Per le sorprese, vedi alla voce “sceneggiatura originale”. L’Academy ha candidato due outsider. Il francese Michel Hazanavicius per “The Artist” e l’iraniano Asghgar Farhadi per “Nader e Simin - Una separazione” (il film aveva già vinto tutti gli orsi possibili alla Berlinale e di recente un Golden Globe). Un omaggio al cinema muto e in bianco e nero, un dramma famigliare dove gli unici effetti speciali sono i dialoghi magnificamente scritti.
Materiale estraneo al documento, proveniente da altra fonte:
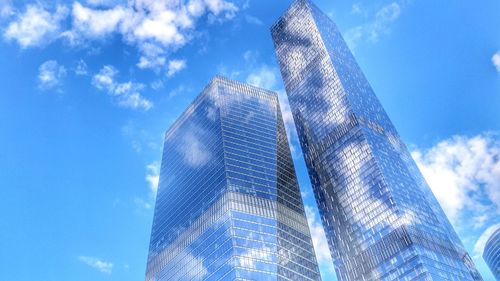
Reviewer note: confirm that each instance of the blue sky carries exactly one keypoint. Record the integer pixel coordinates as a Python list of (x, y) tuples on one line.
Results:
[(89, 87)]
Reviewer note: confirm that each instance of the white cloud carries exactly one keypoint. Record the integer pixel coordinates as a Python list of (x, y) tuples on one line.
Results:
[(481, 242), (81, 68), (464, 174), (319, 240), (379, 25), (253, 20), (155, 27), (6, 9), (101, 265), (36, 26), (496, 60), (356, 9), (175, 66), (125, 94), (50, 74), (153, 176), (95, 22)]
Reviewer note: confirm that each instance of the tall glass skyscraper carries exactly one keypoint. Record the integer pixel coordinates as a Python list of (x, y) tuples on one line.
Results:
[(381, 219), (491, 253), (228, 205)]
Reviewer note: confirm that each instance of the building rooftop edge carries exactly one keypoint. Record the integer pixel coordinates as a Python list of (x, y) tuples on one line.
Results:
[(215, 80)]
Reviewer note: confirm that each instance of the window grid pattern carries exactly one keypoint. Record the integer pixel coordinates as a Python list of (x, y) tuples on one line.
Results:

    Per le sorprese, vedi alla voce “sceneggiatura originale”. L’Academy ha candidato due outsider. Il francese Michel Hazanavicius per “The Artist” e l’iraniano Asghgar Farhadi per “Nader e Simin - Una separazione” (il film aveva già vinto tutti gli orsi possibili alla Berlinale e di recente un Golden Globe). Un omaggio al cinema muto e in bianco e nero, un dramma famigliare dove gli unici effetti speciali sono i dialoghi magnificamente scritti. Nella cinquina, anche J. C. Chandor per “Margin Call” (il suo primo film, scritto e diretto, che finalmente fa capire ai non addetti qualcosa della crisi finanziaria). E la coppia Annie Mumolo e Kristen Wiig per “Bridesmaids”. Woody Allen, candidato per “Midnight in Paris” fa da fanalino di coda. A contendersi la statuetta sono quest’anno nove film, per motivi dipendenti dal complicato sistema di conteggio voti. Oltre a “The Artist” e a “Hugo Cabret” di Martin Scorsese – omaggio al pioniere Georges Méliès e al suo “Voyage dans la lune” – rispunta “Midnight in Paris” (Woody Allen ha la nomination anche come regista, troppa grazia). Molto meglio “Paradiso amaro” di Alexander Payne, sette anni dopo “Sideways”. Due i titoli già circondati da polemiche: “Molto forte incredibilmente vicino”, tratto dal romanzo di Jonathan Safran Foer, e “The Help”, tratto dal romanzo di Kathryn Stockett.

    Il primo è stato accusato di sfruttare la commozione per l’11 settembre. Il secondo perché mostra cameriere nere anni 60 con la crestina, e una signorina bianca che le interroga per scrivere un best-seller (movimento dei diritti civili, non pervenuto). “The Tree of Life”, il film su cui abbiamo più litigato quest’anno (noi siamo contro), potrebbe far vincere al venerato maestro Terrence Malick la statuetta come migliore regista. Tra le attrici protagoniste, Meryl Streep alla sua diciassettesima nomination per “The Iron Lady” di Phyllida Lloyd (esce venerdì). Poche speranze Glenn Close, vestita da maschio in “Albert Nobbs” e Rooney Mara tatuata da Lisbeth Salander in “Uomini che odiano le donne”. Tra gli attori, si nota l’assenza di Leonardo DiCaprio per “J. Edgar” di Clint Eastwood (quest’anno sparito anche come regista) e di Michael Fassbender per “Shame”: o l’Academy si è scandalizzata per il nudo, o ha capito che levarsi le mutande non basta. Se la giocheranno George Clooney (dimenticato come regista per “Le idi di marzo”), Gary Oldman per “La talpa”, Jean Dujardin per “The Artist”, che in tutto assomma 10 candidature contro le 11 di “Hugo Cabret”.